Approximately 40 percent of all women with HER2-positive breast cancer will develop brain metastases.

Now City of Hope researchers have found how this happens.

Breast cancer cells wrap themselves in reelin -- a protein typically found only in the brain -- that allows the cells to disguise themselves as "friend and not foe," avoiding a system in the brain designed to detect enemy cells.

From these disguised cells, new deadly brain tumours form.

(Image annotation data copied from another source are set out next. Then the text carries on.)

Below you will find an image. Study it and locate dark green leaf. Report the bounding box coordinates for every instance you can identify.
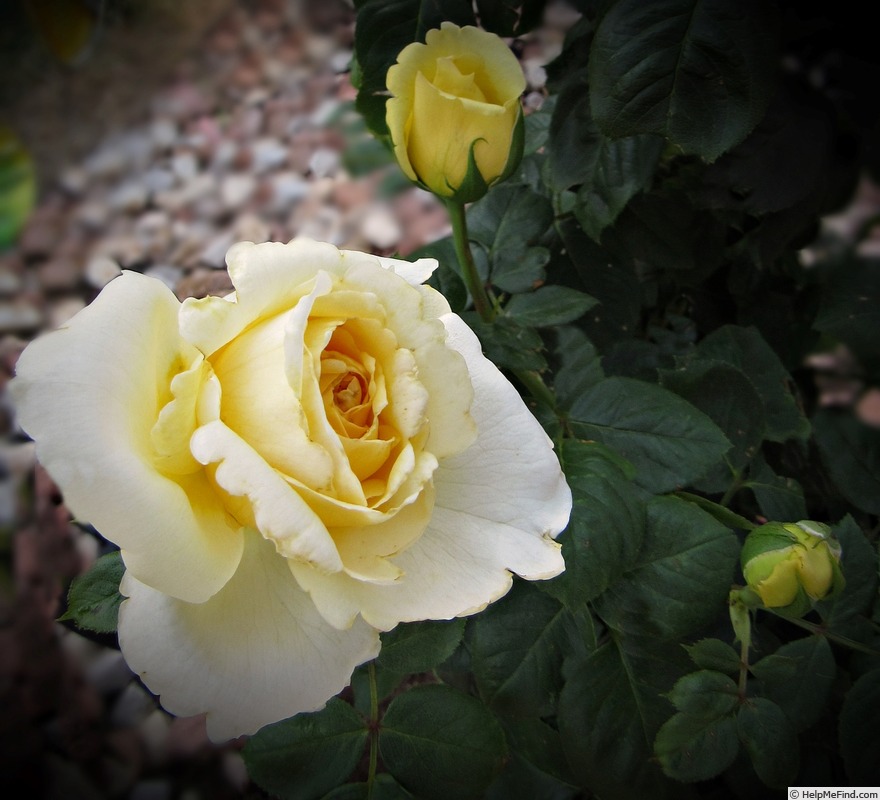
[571,378,730,492]
[503,717,574,788]
[813,408,880,514]
[550,68,663,241]
[342,135,394,177]
[840,669,880,786]
[560,439,636,488]
[354,0,475,136]
[553,326,605,409]
[558,219,642,350]
[0,128,36,248]
[813,260,880,356]
[467,184,553,292]
[477,0,546,36]
[817,514,877,636]
[736,697,799,789]
[660,360,766,492]
[523,95,557,156]
[596,497,739,638]
[602,189,725,283]
[379,684,506,800]
[685,639,740,675]
[751,636,837,731]
[59,550,125,633]
[667,669,739,722]
[376,619,464,675]
[546,445,645,608]
[559,637,688,800]
[504,286,598,328]
[486,752,581,800]
[462,313,547,372]
[699,82,834,217]
[654,714,739,783]
[743,456,807,522]
[321,772,412,800]
[470,582,568,717]
[696,325,810,442]
[590,0,776,161]
[242,697,368,800]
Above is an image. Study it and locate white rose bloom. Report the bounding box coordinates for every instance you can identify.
[12,240,571,740]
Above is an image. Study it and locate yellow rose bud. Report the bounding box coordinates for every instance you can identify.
[12,240,571,739]
[741,520,843,616]
[386,22,526,203]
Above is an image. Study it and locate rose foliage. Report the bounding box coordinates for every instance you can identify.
[20,0,880,800]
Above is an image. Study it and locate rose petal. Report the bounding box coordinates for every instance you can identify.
[407,73,520,196]
[12,272,243,602]
[191,420,342,571]
[119,531,379,741]
[291,315,571,630]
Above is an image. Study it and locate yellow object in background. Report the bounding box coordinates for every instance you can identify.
[0,125,37,250]
[24,0,103,66]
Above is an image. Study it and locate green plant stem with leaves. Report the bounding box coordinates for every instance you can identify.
[367,661,379,800]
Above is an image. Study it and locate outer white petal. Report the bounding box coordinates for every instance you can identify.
[291,314,571,630]
[119,531,379,741]
[12,272,242,602]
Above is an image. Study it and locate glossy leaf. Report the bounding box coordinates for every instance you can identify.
[685,639,740,675]
[467,184,553,292]
[559,637,688,800]
[504,286,598,328]
[813,409,880,514]
[751,636,837,731]
[379,684,506,800]
[590,0,775,161]
[736,697,799,789]
[355,0,475,136]
[59,550,125,633]
[696,325,810,442]
[470,582,568,717]
[571,378,730,492]
[376,619,464,675]
[660,361,766,491]
[840,669,880,786]
[596,497,739,638]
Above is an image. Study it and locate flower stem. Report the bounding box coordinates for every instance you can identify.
[446,200,556,412]
[446,200,495,322]
[367,661,379,800]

"More women than ever are surviving breast cancer only to die from breast tumours growing in their brains years after they've been declared cancer-free," said City of Hope dual trained neurosurgeon and scientist Rahul Jandial, M.D., Ph.D., who led the study available online and slated for the upcoming print publication of the Clinical & Experimental Metastasis, the journal for the Metastases Research Society. "I wanted to understand why women with HER2-positive breast cancer (around 20 percent of all breast cancers) have higher rates of brain metastases than women with other breast cancer subtypes and in turn, find their biological Achilles heel to develop new medicines."

After performing brain surgery, Jandial and his team took leftover tissue samples and compared them to breast cancer tissue removed from mastectomies in the same women.

They compared the expression of proteins and found that reelin expression was low in primary breast cancer tissue.

However, its expression was significantly higher in HER2-positive breast cancer metastasizing to the brain.

"The cells are essentially able to act as spies that look like citizens," said Jandial. "They release a mesh of protein and escape the brain's natural defense weapons, causing tumours to grow in the brain."

Understanding these mechanisms is an important step in developing new therapies to treat brain cancers -- especially for metastatic cancers.